“Sudah ingat, Nak Dian?” tanya seseorang yang menghancurkan dan membangunkan aku dari mimpiku yang sngat terasa nyata dalam ingatanku. Aku memberanikan diri untuk mengarahkan mataku manatap ke arah orang yang sedari tadi bebicara itu. Ku amati wajahnya dengan perlahan. Wajahnya yang sejuk tuk dipandang. Bu Riska, Guru yang berusaha mati-matian melindungi muridnya dari kebaraan itu hingga menyebabkan nyawa Ia juga hilang.

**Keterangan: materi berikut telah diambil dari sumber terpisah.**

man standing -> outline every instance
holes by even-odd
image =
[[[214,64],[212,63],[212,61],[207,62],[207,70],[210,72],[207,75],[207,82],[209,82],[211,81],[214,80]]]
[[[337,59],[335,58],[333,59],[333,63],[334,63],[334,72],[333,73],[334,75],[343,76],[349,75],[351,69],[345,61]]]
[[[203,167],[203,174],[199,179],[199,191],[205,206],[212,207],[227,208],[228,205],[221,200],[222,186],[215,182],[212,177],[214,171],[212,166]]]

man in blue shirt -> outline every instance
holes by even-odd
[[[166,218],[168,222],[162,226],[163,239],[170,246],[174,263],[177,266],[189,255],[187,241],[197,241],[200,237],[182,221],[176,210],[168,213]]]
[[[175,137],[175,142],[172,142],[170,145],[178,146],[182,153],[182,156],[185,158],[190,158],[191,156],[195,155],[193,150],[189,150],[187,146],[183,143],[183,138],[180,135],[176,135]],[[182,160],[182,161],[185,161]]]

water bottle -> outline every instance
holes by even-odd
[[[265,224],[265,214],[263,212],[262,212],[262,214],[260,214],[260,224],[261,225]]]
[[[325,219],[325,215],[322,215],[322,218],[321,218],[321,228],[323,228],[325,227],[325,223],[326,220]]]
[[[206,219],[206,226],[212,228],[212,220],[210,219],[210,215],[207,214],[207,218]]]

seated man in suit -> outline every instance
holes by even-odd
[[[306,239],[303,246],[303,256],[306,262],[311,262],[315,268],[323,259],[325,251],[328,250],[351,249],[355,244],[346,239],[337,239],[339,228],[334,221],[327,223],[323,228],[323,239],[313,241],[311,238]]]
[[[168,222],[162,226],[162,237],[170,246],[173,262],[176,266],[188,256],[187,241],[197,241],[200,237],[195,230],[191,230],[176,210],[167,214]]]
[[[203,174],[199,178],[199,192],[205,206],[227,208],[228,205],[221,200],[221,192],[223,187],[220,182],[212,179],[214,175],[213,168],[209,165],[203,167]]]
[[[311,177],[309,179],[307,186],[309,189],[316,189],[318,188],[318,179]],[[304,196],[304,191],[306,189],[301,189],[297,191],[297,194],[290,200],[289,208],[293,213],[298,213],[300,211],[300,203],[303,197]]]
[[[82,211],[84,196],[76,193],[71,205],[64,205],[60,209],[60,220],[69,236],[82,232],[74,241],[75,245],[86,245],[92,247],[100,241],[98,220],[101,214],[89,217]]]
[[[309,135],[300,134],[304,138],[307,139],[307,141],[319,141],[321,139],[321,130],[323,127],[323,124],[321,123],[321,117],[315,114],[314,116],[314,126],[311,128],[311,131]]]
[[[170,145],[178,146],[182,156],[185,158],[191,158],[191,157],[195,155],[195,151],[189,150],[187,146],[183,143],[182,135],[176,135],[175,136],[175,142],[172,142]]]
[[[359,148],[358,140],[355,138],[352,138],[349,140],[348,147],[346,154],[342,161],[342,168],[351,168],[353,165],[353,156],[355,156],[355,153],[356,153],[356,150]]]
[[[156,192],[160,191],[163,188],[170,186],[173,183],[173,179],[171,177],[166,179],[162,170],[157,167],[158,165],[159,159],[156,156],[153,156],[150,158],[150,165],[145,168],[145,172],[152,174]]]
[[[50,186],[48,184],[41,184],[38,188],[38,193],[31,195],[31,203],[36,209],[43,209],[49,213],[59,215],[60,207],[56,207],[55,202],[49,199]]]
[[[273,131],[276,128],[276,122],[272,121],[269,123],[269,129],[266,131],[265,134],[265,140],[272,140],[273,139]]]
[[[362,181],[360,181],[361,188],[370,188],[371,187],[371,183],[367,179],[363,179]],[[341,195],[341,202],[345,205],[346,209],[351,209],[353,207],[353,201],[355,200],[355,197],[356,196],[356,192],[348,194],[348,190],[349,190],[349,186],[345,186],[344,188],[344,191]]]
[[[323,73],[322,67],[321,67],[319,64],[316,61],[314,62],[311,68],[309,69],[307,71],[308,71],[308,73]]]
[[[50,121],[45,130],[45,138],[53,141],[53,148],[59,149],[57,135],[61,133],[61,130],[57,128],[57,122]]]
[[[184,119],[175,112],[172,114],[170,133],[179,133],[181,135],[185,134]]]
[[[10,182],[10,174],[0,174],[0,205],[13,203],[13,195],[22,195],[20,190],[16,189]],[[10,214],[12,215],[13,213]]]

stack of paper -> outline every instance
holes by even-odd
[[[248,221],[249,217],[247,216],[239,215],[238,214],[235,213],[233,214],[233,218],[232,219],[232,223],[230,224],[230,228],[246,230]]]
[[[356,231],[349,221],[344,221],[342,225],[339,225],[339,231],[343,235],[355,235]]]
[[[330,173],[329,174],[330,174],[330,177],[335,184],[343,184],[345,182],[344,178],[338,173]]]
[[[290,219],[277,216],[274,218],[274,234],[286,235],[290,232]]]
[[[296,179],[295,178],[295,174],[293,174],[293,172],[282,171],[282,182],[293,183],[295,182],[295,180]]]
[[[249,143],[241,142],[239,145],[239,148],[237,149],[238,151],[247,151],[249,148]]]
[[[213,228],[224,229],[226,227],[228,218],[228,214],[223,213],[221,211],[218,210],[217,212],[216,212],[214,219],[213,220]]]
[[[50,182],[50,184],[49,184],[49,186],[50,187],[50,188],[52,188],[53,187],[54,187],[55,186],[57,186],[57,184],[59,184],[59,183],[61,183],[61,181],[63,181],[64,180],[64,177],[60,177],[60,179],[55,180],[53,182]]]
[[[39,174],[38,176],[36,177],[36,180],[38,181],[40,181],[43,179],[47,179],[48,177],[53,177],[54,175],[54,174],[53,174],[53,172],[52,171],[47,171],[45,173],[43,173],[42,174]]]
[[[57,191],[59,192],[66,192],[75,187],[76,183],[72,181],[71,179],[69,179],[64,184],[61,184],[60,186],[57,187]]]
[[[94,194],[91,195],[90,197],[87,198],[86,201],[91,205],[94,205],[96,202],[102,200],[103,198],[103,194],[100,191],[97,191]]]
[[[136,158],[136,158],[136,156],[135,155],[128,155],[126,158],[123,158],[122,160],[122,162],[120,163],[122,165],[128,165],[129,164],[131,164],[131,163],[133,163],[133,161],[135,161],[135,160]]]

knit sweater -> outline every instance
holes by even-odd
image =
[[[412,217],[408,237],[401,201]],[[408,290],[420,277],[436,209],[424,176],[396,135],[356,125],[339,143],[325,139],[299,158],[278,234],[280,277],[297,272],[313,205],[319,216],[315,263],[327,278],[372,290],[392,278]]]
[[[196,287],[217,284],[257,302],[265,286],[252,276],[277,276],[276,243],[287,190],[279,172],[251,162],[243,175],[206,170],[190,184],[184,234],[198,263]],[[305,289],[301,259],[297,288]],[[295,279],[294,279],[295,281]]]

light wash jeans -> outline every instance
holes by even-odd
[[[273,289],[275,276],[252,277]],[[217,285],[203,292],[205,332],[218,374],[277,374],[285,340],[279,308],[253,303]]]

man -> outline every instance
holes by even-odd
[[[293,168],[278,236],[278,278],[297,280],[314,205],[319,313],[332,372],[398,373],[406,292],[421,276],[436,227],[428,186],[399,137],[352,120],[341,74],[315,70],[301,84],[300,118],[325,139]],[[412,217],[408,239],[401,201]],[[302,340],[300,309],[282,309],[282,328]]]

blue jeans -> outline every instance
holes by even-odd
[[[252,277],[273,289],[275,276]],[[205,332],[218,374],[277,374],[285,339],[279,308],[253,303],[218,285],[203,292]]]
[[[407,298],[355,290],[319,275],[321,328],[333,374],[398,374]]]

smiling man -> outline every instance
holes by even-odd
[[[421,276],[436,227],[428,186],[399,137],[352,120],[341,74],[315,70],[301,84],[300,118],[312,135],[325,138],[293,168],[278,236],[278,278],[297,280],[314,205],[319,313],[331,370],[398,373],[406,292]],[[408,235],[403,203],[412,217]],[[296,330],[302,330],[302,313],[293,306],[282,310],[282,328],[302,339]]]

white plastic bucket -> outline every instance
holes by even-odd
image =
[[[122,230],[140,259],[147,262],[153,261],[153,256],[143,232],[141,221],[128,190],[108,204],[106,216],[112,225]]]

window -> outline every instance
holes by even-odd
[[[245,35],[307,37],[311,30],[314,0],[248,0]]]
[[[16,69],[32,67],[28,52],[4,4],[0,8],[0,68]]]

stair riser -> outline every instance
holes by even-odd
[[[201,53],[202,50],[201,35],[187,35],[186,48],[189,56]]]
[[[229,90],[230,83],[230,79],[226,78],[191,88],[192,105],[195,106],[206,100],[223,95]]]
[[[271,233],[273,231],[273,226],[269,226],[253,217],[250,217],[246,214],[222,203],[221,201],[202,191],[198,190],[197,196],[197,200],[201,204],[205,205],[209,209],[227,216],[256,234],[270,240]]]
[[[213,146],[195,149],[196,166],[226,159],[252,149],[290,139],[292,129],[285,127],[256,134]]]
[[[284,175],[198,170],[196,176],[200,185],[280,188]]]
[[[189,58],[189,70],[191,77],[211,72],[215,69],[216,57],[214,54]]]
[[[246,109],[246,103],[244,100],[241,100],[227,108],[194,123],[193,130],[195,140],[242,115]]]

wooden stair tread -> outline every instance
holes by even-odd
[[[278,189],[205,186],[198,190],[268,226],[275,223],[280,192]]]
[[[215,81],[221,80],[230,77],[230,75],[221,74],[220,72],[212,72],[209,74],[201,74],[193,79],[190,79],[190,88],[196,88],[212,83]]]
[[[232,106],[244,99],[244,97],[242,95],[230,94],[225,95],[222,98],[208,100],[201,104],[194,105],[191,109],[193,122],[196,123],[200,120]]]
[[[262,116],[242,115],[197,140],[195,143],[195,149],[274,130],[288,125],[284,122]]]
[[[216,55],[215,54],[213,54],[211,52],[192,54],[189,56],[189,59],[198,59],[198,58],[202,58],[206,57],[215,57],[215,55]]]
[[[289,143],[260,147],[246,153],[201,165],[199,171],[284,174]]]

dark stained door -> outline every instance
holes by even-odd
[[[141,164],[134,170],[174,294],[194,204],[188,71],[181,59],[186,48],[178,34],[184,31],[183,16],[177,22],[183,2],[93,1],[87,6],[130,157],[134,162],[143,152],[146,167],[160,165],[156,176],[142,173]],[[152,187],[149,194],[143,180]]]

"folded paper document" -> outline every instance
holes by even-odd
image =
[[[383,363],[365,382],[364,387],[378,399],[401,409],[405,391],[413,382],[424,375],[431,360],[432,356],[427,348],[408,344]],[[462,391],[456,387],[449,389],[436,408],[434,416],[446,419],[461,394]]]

Perlahan air mataku berjatuhan. Menatap penuh makna ke arah sosok guru yang sebenarnya telah tiada. Anehnya, badanku merasakan nyata akan kehadirannya, bukan halusinasi semata.
Jika aku mampu tuk mebuka mulut dan bersuara, aku akan mengatakan sesuatu kepada sosok itu. Ibu, maafkan aku, muridmu yang amat sangat nakal, bahkan aku jarang memperhatikan penjelasanmu, tak jarang aku mengejek dan menghinamu, tak jarang juga aku bolos sampai di mana di saat aku bolos untuk yang ke sekian kalinya, ketika aku kembali ke kelas dengan perasaan senang, aku melihat kejadian yang sangat tidak terbayangkan olehku bahwa ini akan terjadi. Bahkan, saat itu sebenarnya kau bisa saja melarikan diri, Bu. Aku sudah merasakannya, Bu. Sakit ternyata menjadi Ibu Riska. Tapi Ibu selalu sabar, terima kasih atas jasa mu. Dian janji, dian bakalan jadi guru yang sama seperti Ibu, sabar dan perhatia, yang akan siap sedia ketika ada musibah, karna guru, guru ada pahlawan tanpa tanda jasa, seperti Ibu Riska yang siap melindungi anak muridmu dari musibah, ini janji Dian. Sekali lagi terima kasih, Ibu Riska. Batinku.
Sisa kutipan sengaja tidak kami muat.